Single by Hank Williams
- B-side: "I Ain't Got Nothin' but Time"
- Released: 1954
- Recorded: August 4, 1947, Castle Studio, Nashville
- Genre: Country
- Length: 2:35
- Label: MGM Records
- Songwriter(s): Fred Rose
- Producer(s): Fred Rose

Hank Williams singles chronology
| "How Can You Refuse Him Now" (1954) | "I'm Satisfied with You" (1954) | "(I'm Gonna) Sing, Sing, Sing" (1954) |

= I'm Satisfied with You =

Hank Williams song

"I'm Satisfied with You" is a song by Hank Williams. It was written by Fred Rose and recorded in 1947. In 1954, it was posthumously released as a single via MGM Records.

==Background==
In June 1947, the American Federation of Musicians announced a ban on music recording, set to begin in the new year. When Williams and Rose and heard about the ban, they organized a recording session on August 4, with the goal of recording as many songs as possible so Rose would have songs to release during the ban. In that session, Williams recorded "I'm Satisfied With You" along with three other songs.

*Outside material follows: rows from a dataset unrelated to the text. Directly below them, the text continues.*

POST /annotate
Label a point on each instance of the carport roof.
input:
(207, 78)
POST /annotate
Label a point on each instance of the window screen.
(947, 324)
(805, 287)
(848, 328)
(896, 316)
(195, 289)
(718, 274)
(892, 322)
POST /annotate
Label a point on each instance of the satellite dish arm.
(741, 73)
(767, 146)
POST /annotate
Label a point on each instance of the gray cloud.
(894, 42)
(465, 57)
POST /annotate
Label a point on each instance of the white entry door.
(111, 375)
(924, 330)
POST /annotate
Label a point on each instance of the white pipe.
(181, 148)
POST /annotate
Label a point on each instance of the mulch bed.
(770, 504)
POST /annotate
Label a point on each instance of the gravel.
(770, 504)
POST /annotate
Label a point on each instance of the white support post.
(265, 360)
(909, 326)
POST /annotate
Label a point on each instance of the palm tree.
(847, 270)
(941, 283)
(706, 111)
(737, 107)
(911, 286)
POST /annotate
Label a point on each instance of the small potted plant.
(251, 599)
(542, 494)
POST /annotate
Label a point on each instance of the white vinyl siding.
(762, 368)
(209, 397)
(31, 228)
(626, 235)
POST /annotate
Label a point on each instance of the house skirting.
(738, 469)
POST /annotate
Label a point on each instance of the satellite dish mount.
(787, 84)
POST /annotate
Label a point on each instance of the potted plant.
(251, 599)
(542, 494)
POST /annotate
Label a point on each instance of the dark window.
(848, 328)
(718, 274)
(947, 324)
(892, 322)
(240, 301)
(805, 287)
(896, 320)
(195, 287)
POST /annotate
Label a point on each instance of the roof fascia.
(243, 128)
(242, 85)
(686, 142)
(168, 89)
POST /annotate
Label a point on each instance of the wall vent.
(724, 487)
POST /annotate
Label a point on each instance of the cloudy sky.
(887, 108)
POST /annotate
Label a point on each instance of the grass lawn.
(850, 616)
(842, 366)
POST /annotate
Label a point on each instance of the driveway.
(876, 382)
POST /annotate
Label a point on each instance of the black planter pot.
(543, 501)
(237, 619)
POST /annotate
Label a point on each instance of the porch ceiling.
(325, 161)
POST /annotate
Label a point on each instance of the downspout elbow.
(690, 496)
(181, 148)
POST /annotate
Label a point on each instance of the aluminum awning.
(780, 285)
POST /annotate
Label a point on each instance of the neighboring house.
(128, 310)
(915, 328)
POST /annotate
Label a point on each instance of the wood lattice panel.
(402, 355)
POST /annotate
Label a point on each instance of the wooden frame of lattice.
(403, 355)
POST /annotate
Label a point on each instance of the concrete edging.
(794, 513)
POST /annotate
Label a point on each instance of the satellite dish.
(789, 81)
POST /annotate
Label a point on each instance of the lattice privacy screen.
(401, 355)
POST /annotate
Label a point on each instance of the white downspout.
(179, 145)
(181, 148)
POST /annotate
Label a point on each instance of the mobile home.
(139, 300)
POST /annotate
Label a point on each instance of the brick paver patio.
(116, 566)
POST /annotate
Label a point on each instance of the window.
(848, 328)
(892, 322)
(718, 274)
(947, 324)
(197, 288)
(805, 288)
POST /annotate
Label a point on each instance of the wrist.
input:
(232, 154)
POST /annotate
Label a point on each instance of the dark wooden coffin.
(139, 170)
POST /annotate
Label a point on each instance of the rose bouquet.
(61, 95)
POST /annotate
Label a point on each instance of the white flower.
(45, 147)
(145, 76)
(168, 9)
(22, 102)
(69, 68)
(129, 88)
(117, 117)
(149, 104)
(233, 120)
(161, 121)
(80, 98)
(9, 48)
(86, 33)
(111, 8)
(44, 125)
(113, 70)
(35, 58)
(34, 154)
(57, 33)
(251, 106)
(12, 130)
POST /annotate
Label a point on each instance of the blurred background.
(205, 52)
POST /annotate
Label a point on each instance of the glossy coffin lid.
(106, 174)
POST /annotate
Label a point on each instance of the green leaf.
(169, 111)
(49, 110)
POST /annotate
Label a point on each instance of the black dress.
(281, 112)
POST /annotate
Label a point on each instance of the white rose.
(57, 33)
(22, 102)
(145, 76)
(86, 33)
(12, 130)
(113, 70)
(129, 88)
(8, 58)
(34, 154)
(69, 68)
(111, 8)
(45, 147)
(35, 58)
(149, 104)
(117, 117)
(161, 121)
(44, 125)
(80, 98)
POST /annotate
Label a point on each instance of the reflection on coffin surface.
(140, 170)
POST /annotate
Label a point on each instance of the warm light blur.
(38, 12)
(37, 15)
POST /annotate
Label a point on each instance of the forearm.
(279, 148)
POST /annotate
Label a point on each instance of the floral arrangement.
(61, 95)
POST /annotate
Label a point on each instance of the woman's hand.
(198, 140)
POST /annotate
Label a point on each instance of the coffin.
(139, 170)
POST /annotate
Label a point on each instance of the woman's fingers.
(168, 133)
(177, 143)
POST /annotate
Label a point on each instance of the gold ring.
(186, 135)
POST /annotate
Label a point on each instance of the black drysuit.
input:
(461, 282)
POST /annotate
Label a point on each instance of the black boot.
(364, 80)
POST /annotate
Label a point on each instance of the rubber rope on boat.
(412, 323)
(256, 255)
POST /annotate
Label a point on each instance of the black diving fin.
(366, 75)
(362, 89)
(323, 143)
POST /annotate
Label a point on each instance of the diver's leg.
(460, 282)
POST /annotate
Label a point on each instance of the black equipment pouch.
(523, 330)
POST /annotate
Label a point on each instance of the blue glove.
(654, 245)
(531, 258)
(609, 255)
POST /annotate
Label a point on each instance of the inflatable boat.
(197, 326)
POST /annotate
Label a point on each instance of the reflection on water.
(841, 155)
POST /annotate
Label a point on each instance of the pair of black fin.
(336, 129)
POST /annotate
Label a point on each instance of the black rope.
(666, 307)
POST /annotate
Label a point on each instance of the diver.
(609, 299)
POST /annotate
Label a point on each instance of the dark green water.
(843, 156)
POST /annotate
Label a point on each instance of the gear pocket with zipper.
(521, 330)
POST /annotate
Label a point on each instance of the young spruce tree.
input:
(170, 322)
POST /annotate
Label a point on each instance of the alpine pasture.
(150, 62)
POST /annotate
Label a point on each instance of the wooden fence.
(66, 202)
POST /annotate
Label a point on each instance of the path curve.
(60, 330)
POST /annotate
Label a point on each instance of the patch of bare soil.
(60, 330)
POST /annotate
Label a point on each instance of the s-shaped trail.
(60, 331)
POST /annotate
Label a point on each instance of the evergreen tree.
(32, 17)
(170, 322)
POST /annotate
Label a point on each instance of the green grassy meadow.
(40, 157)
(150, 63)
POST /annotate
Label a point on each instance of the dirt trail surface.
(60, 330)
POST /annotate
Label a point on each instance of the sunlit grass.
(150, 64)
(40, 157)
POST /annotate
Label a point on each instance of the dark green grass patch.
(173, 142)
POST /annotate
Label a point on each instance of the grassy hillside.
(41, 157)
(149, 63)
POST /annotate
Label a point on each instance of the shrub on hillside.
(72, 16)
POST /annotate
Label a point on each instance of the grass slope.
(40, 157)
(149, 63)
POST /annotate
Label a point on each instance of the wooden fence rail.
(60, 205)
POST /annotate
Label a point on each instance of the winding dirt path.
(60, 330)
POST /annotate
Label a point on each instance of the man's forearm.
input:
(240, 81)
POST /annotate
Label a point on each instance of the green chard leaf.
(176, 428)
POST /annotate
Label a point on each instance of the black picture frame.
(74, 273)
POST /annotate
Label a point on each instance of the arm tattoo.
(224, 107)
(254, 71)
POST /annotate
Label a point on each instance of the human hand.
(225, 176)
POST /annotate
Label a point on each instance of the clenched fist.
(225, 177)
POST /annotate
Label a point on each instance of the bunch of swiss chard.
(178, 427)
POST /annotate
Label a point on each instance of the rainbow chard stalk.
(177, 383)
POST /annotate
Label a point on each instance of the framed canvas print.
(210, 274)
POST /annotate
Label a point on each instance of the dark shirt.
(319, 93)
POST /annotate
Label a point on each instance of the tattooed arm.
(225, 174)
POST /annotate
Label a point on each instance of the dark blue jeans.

In Paul R. Nail 's comprehensive biography of Williams, he wrote that "there is a lack of consensus among researchers" as to the exact lineup of backing musicians used in the recording session (e.g. Susan Masino says Williams was accompanied by Jerry Byrd on steel guitar, but Mark Ribowsky says the steel guitarist was Herman Herron). However, according to James Ausburn, the lineup was probably the same as Rose had used for the previous recording session: Tommy Jackson, Smokey Lohman, Zeke Turner, Louis Innis, and Brownie Reynolds

==Reception==

Billboard gave the single and its B-side a negative review, saying of both tracks "The sound is not too good [...] Hank's fans will want it, altho[sic] it is certainly not up to his best."